Monday, October 01, 2007

The Things Babysitting Never Prepared Me For

Have you ever seen those talk shows where the really stupid girls are talking about how they want a baby even though they aren't old enough to drive because it's just like babysitting???
Have a good laugh with me on that one.
Then I thought about all the things that I learned in my rather brief foray into the wild world of babysitting and all the things that it could never have prepared me for.
Like the time that those two little darlings locked themselves in the bathroom and the 6 year old shaved off her 3 year old sister's beautiful blond curls. I learned that no matter how sweet they look, they are evil and never believe them when they say that their mommy loves a bald headed child.
So, my current top 10 list:

1) What to do when your child uses your very expensive facial cleanser wipes in place of the baby wipes.... Or worse. When they use the lysol wipes instead.

2) What to do when your husband teaches your daughter how to burp and now she can't seem to help showing off this talent to everyone.

3) What to do when your child announces to the airport bathroom that your behind is HUGE.

4) What to do when your child tells your grandparents to pass the fucking potatoes (at the age of 3) please.

5) What to do when you're in labor and the child who begged to be there is telling you it's 'too gross for words!'

6) What to do when one child takes advantage of the fact that you are nursing another and decides that it is the perfect moment to stick your shoes in the toilet to see if they'll float.
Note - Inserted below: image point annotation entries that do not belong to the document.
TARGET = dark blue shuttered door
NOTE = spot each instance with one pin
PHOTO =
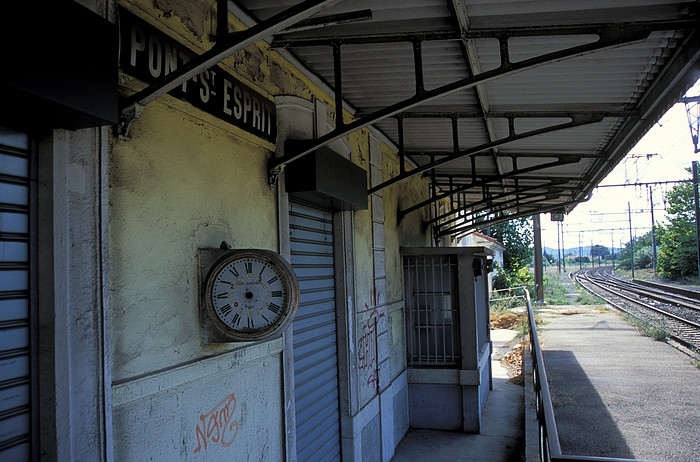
(15, 369)
(315, 342)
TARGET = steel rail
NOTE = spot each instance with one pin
(550, 447)
(684, 323)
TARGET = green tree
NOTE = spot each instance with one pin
(599, 252)
(643, 252)
(516, 236)
(677, 252)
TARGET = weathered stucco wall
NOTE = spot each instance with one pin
(177, 185)
(186, 180)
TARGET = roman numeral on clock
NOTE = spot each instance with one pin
(226, 309)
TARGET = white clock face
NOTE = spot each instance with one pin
(249, 295)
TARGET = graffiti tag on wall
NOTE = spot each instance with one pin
(367, 362)
(217, 425)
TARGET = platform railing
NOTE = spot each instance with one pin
(549, 447)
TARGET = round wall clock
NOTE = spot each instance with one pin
(251, 294)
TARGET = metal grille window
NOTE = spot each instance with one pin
(432, 312)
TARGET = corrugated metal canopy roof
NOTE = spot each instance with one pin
(510, 107)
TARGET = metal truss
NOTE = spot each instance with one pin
(576, 121)
(485, 181)
(496, 217)
(692, 109)
(549, 187)
(609, 36)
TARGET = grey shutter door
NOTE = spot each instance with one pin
(314, 330)
(15, 364)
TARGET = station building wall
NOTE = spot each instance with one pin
(186, 180)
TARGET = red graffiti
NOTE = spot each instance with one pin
(217, 425)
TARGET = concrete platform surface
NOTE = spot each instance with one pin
(617, 393)
(502, 435)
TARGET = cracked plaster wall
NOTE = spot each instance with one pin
(186, 180)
7) What to do when said child then flushes the toilet- with your shoes in it- to 'clean it up, see?'

8) What to do when your child asks to borrow your favorite shirt because she wants to be a hobo for Halloween.

9) What to do when your children decide to play hide and seek, but forget to tell you that you're supposed to find them until you and your husband are in a panic and decide that maybe it's time to call the police.

10) What to do when your child cleans the toilet with your perfume.

I don't know what it is about the toilet, but that is my kids' go-to place for all things naughty.

3 comments:

Haphazardkat said...

ha ha ha ha! Did they seriously say, Fucking to grandparents??!!! *falls over laughing*
Toooo funny!!

EGREGIUS said...

A very interesting post...
See you soon!
Bye bye from Rome
fr.

Jay said...

Your job as a mother is to find it all adorable...do you manage that?